We're all guilty
Although the title of this post mentions beginners, many experienced programmers make the mistake of not commenting their code well. Documentation isn't fun so it's easy to overlook this important aspect of writing a mature, team friendly code base. I myself have been guilty of this on many occasions & am still trying to improve my documentation skills.
The art of code comments
When adding comments to your code think about the purpose & target audience of each comment. A lot of developers fall into the trap of writing "what" the code does. This is generally a code smell. Unless you've written a complicated piece of code that is difficult to understand & you can't simplify it, there shouldn't be a need to comment what your code does.
Instead of just focusing on the "what", also focus on the "why". Try to answer the question of "Why is your code written the way it is?".
Here is an example of a bad comment:
// Removes the range of tokens that violated our constraint const removeRange = fixer.removeRange([ start, end + 1 ]);
The example above documents "what" & not the "why". I would argue that the above comment isn't very useful. The first thing that comes to my mind when I see that line of code is why is the second argument
end + 1? The comment doesn't offer any help to solve that mystery.
Here is an example of a better comment:
// Remove the range until end + 1 to avoid leaving behind a blank line const removeRange = fixer.removeRange([ start, end + 1 ]);
This code gives us a better insight as to why we decided to write things the way they're written. Not only this, you should also document any pitfalls that future maintainers of the code need to be aware of. This is especially important if you've done something "unconventional" but for a very good reason. You don't want an unsuspecting team member to clean up things & accidentally introduce bugs in the code.
Example of a situation like this
/** * Our convention is to require models first. * However, we must require baseAPI first because it sets up common path lookup **/ const baseAPI = require('./baseAPI'); const User = require('models/user');
Make debugging easier
I have seen projects that have "dreaded" parts that no developer wants to touch. You'll always find that these areas of the codebase have little to no documentation. Things look a lot more difficult than they actually are when the original author leaves zero clues to help out future maintainers.
I've recently worked on a massive code refactor on a project I am involved with. I ended up pretty much going through the entire app & made some big changes. Luckily, the abundance of helpful comments from my teammates made that task a lot easier to tackle (that is what prompted to write about this topic).
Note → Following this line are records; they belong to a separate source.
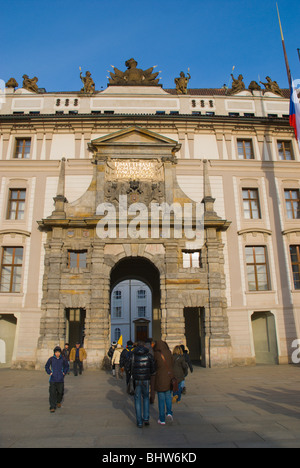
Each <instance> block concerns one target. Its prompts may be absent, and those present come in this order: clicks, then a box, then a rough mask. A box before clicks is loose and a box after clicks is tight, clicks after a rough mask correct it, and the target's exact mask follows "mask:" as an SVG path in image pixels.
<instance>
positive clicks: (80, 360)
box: [70, 342, 87, 376]
mask: <svg viewBox="0 0 300 468" xmlns="http://www.w3.org/2000/svg"><path fill="white" fill-rule="evenodd" d="M86 358H87V354H86V350H85V349H84V348H82V347H81V346H80V343H79V342H77V343H76V345H75V348H72V349H71V352H70V361H71V362H74V364H73V368H74V375H75V376H77V375H78V369H79V374H80V375H81V374H82V371H83V361H84V360H85V359H86Z"/></svg>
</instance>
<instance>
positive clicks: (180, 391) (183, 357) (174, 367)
mask: <svg viewBox="0 0 300 468" xmlns="http://www.w3.org/2000/svg"><path fill="white" fill-rule="evenodd" d="M172 358H173V371H174V376H175V378H176V379H177V381H178V390H177V391H173V399H172V403H179V402H180V401H181V391H182V387H181V382H182V381H184V378H185V376H186V375H187V373H188V364H187V362H186V360H185V358H184V355H183V352H182V348H181V346H179V345H178V346H175V348H174V349H173V356H172Z"/></svg>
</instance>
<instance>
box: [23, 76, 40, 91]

I feel like I've personally improved my commenting skills significantly in a couple of years since joining this team of developers. This shows the importance of setting a high standard on your project. It will result in developers rising up to the occasion & becoming better at writing helpful comments.
Level up your learning
Sometimes developers resort to copy-pasting code especially when they're trying to get up to speed with a new technology. Copy pasting itself isn't a bad thing. However, copy-pasting code that you don't fully understand is far from ideal. It does make life easy in the short term but makes maintenance of code a big challenge. Also, you might end up inadvertently introducing bugs & performance bottlenecks by using this technique. Make it a rule to always add comments that explain what the code does when you end up in this situation. This will force you to break the habit of blindly copying code. You'll have to figure out how the code works before pushing it into your project. This will be an uncomfortable transition at first, but trust me this will benefit your code quality & also help you level up your coding skills.
Love them side projects
It's easier to write good documentation when you're at work & have expectations to meet. But we often let that guard down when working on side projects. Don't make that mistake. Give your side projects the same respect as you give your work. Your future you will thank you. I have seen side projects get "put on hold" forever because every time the developer tries to jump back into it, the friction of trying to figure how things work & why certain choices were made is too much. A properly documented side project can be paused/resumed without any issues.
Document all the things
Writing code is just one aspect of a software development. We should document everything that we work on.
- Are you setting up the deployment process? Document it.
- Working on design standards? Document it.
- Making choices about coding conventions to follow? Document it.
This habit will yield many different benefits. Firstly, it ensures consistency in every process that you're following.
- It's a lot harder to screw up a deployment if the step-by-step guide is in front of you.
- It's a lot easier to make consistent user interfaces if you have a design guideline to follow.
- Following coding conventions is easier when you have them written down & readily accessible.
Documentation streamlines all the different aspects of a software developer's job, not just code. You also end up saving some of your vital cognitive resources when things are properly documented for you.
Documentation gives you wings
If you're a developer working on an API, I highly recommend using something like JSDoc to generate proper documentation for it. The consumers of the API will thank you. In some cases, documentation could be the "killer feature" that sets you apart from the competition. Don't believe me?
React isn't the only example of a project with great documentation. Stripe is another company that has mastered this & have reaped the reward of investing in making their API easy to consume. When developers are evaluating various tools, documentation & learning resources available end up playing a key role in that decision.